Personal Science

Recently I have been approached by a clinic in Austin that operates under the assumption that there is a causal relationship between childhood vaccinations and autism.

This will not the first foray into the thick of bio-ethical debates. I have, in the past, advised both planned parenthood and catholic clinics on how to use open source healthcare software.

My policy for organizations like this is simple: I almost always help them. My software or software ideas can improve the experience of patients at any clinic, even if that clinic is taking a position on an ethical issue that I am unsure about or against. Most importantly there is nothing that I can do to change the position of the clinics in question, one way or another.

I hope that in the end, open source software will help to resolve some of these ethical debates by providing a cheaper means to get better quality data. While my opinions cannot change policy better data can.

So will I help this clinic? Probably. Will I allow this clinic to advertise my help as any kind of endorsement? Definitely not. Which is basically the same position I take on any reasonably complex bioethical issue where I can see both sides of an issue. Of course many in my community would say that members of the anti-vaccine community do not deserve this kind of benefit of the doubt.

Before climate-gate I might have agreed. But now I am much more sympathetic to arguments that run contrary to modern scientific consensus. I fell very betrayed that centrally referenced climate data was fudged by respected scientist in order to support a very specific conclusion. Because of the pharmaceutical corporate interest I am afraid that vaccine safety data might have been similarly fudged.

It is my hope that providing a clinic with a dramatically different agenda than the main stream medical community with cheap and effective tools to do advanced data gathering and analysis that I might provide them with a kind of truth-over-pressure. If vaccines can cause autism, then they should be able to generate some reproducible data that shows that. If vaccines do not cause autism then by giving this clinic better data tools I hope that I might be able to create a kind ideological implosion within the organization. I hope that I am not enabling an organization that is torturing kids with invasive, traumatizing procedures for nothing. But unfortunately I am not in a position to make that determination.

I hope, truly, that I am right to take this approach. I hope that the assumption that transparent code plus transparent data can create pressure to find the truth for other difficult issues is right. It feels like, more and more like I am betting more than my career on this idea of open source software in healthcare… I am betting my conscience too.

I would like your comments about my approach generally and about this situation specifically.

3 thoughts on “Personal Science”

  1. Fred: I don’t question your approach of helping any clinic that wants to use open-source software, although I would question whether you think your work will contribute to more kids going unvaccinated.

    I do think you should question your feeling of betrayal regarding “climage gate.” There was no such thing. It was trumped up by the press, and all of the rigorous investigations after the fact showed that there was no scandal there at all. Not even a little bit. Check out Wikipedia’s take: http://en.wikipedia.org/wiki/Climatic_Research_Unit_email_controversy

    Skepticism of the pharma industry is good, too, but be careful how far you take it: vaccines make up a tiny percentage of pharma revenue, they are by no means an area of significant profit for them, because vaccines are given once, and that’s it. If you’ve got time and you’re not offended by R-rated language, check out the Penn&Teller special on vaccination, it’s well worth it.

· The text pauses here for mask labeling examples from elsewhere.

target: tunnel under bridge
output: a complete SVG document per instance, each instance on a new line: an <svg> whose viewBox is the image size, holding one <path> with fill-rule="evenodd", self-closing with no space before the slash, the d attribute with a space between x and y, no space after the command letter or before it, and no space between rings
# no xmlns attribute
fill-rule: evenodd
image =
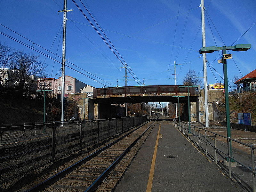
<svg viewBox="0 0 256 192"><path fill-rule="evenodd" d="M185 103L188 108L188 87L179 87L179 85L149 85L107 87L94 89L92 98L91 100L94 105L94 117L105 118L106 114L111 116L109 109L113 108L112 104L123 104L125 103L134 104L136 103L168 102L178 103L177 97L180 98L180 103ZM196 102L198 97L198 90L195 87L189 87L189 99L191 106L191 121L196 121ZM185 110L184 118L188 118L188 112ZM110 118L110 117L109 118Z"/></svg>

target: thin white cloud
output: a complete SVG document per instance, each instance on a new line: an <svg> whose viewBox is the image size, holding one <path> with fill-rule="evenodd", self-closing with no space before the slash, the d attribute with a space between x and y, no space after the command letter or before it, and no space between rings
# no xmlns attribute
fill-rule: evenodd
<svg viewBox="0 0 256 192"><path fill-rule="evenodd" d="M230 20L232 24L236 27L241 35L246 31L247 29L246 28L243 26L241 22L237 19L235 15L228 10L223 9L222 7L220 6L219 4L214 1L212 1L212 3L216 8L220 12L225 15ZM237 38L239 37L237 37ZM256 47L255 46L255 45L256 45L256 39L254 36L250 34L250 31L248 31L244 35L243 37L246 41L250 42L252 44L252 48L256 52ZM236 40L236 39L234 39L234 41Z"/></svg>

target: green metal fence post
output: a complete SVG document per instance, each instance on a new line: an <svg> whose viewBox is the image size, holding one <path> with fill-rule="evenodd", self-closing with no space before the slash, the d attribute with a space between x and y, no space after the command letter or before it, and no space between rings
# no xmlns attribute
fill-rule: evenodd
<svg viewBox="0 0 256 192"><path fill-rule="evenodd" d="M52 163L55 160L55 148L56 144L56 123L52 124Z"/></svg>
<svg viewBox="0 0 256 192"><path fill-rule="evenodd" d="M82 151L83 148L83 128L82 121L80 121L80 150Z"/></svg>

    It’s a good idea to be skeptical on principle, but on some topics, notably vaccines and climate change, the overwhelming evidence is in.

  2. Hi Fred,

    I find your post interesting and thought provoking. The debate on the cause is certainly multi-faceted and as a clinician I can definitely see the “why and how” using many variables of the children I have treated. My husband Alfred Green provided me with this link as he recalled the conversation the two of you held at the Open Source conference in Ohio. Thank you for your advice and we look forward to expanding our use of the Open EMR system.

  3. Hello Fred,

    I just got a chance to catch up on your blog and this post caught my eye, andI agree with your stance to help this clinic even though they operate under the assumption that vaccines and autism are linked.

    I was at The WLSA Conference today where Dean Kamen gave a great keynote where he asked us (paraphrased), ‘if the public were given the choice of using a new invention which would make our lives much, much easier, yet kill 40,000 people per year, would we want it?’

    If it were a drug I’d say no; however, he was referring to the already existing automobile…

    I believe that your method is best – your SW is a vehicle to more efficient data aggregation, and hopefully it will be used to follow the data to the truth about the link between the vaccine and autism.